Spring Creek Rehabilitation and Nursing Care Center sits in Brooklyn and provides both nursing care and rehabilitation services, and the primary contact there is Ari Ungar, while Charles C Kanner, M.D., serves as the Director. It's a for-profit center, run by Willoughby Rehabilitation And Health Care Center LLC, with Benjamin Landa owning a 49% stake, and it's licensed under a federal waiver certificate and regulated like other nursing homes. The facility has 188 beds certified for Medicare and Medicaid, though it averages about 181 residents a day and keeps 180 certified beds filled most of the time. People stay for both short and long terms-some are there for more than 100 days, and others are covered by the Medicare Part A SNF benefit. The center can run certain clinical tests, including COVID-19 ANTIGEN and Glucose, because of its CLIA number 33D0666845.
Nursing staff spend about 3.56 hours per resident each day, and the institution reports a nurse turnover rate of 33.7%, which means a good number of nurses leave each year, and that's probably why it's got a staffing star rating of only 1 star, much below average. Its health inspection star rating is 2 stars, a bit below average, and the last fire safety inspection, on September 27, 2018, resulted in one fire safety citation, but the whole place has automatic sprinklers in required spots. Even so, its quality of resident care scores well with a 5-star rating for both long-stay and short-stay residents, and those are both much above average, according to CMS data, but the overall CMS rating still lands at 2 stars, so there's room to improve.
Inspectors found 17 total deficiencies, including 3 related to infections, but the place hasn't gotten any federal fines or penalties in the past three years. They do well with vaccines, since 98.7% of long-stay and 98% of short-stay residents get pneumonia shots and 97.7% of short-stay folks receive an annual flu shot, both scores above the state and national averages. The rate of urinary tract infections among long-term residents is low at 0.2%, compared to state and national levels, and only 0.8% of long-term residents report moderate to severe pain, which is also a better number than most. The rate of major injury falls in long-stay residents sits at 1.4%, and only 10.2% of long-stay folks need help with daily activities, both lower than similar places. Spring Creek does use antipsychotic drugs sparingly, with 0.6% of short-stay residents getting them, which is lower than most places. The facility's hospital readmission rate for short-stay residents is 10.9%, again lower than state and national averages.

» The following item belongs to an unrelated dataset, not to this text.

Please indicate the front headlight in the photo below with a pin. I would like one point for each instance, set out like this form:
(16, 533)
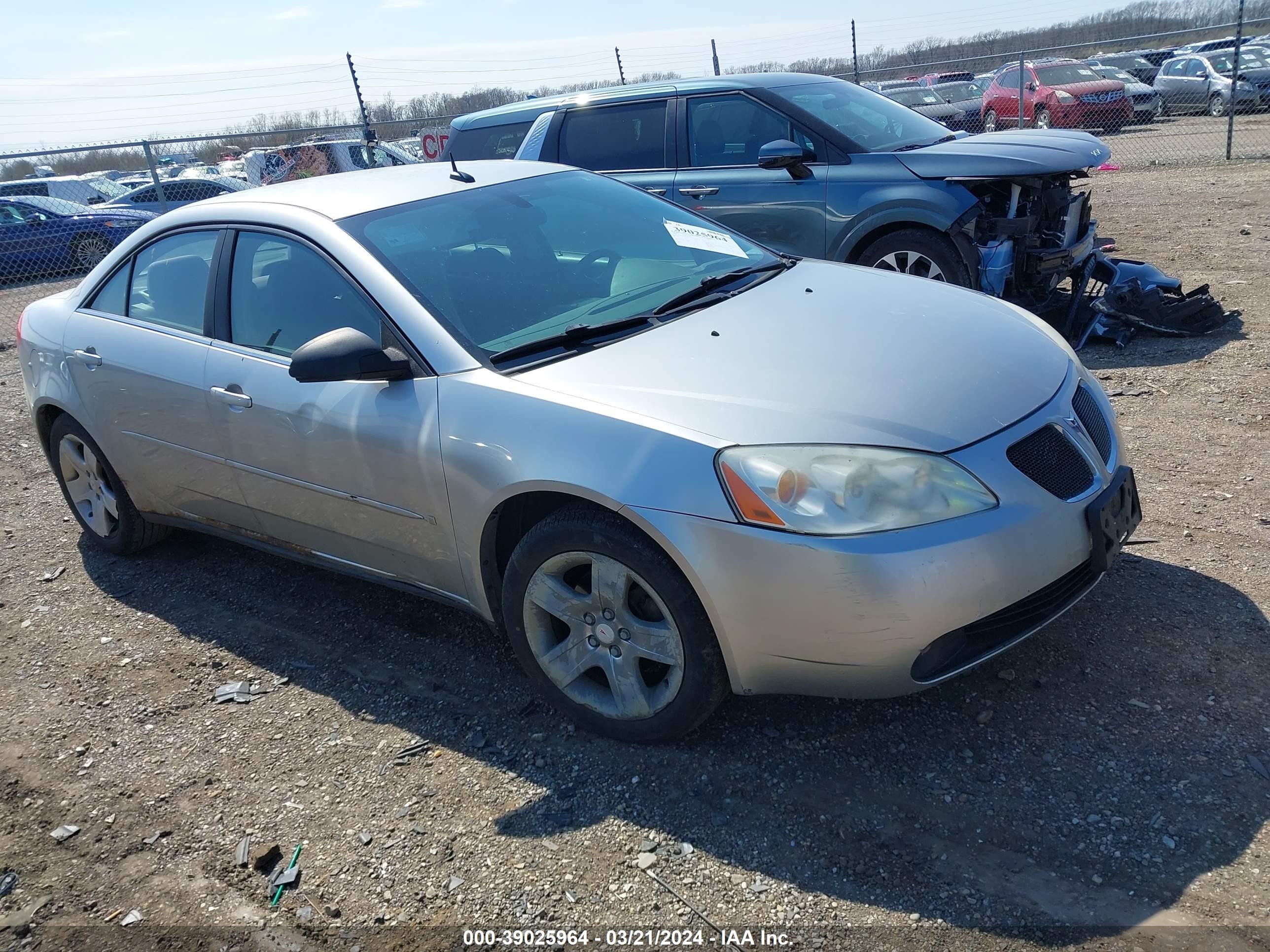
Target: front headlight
(847, 490)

But they do have higher than average rates of pressure ulcers, with 9.1% of high-risk long-stay folks and 2.4% of short-stay residents developing new or worse sores, which is a problem lots of others face but still something folks want to know. Residents have a council they can use to speak with the staff and ask for changes or help. The center isn't part of a Continuing Care Retirement Community or a hospital, so it stands alone. All in all, Spring Creek Rehabilitation and Nursing Care Center serves many people and scores high on care quality but deals with challenges in staffing and some inspection areas, and it keeps many residents vaccinated and safe from infections, but has to watch those pressure sore numbers.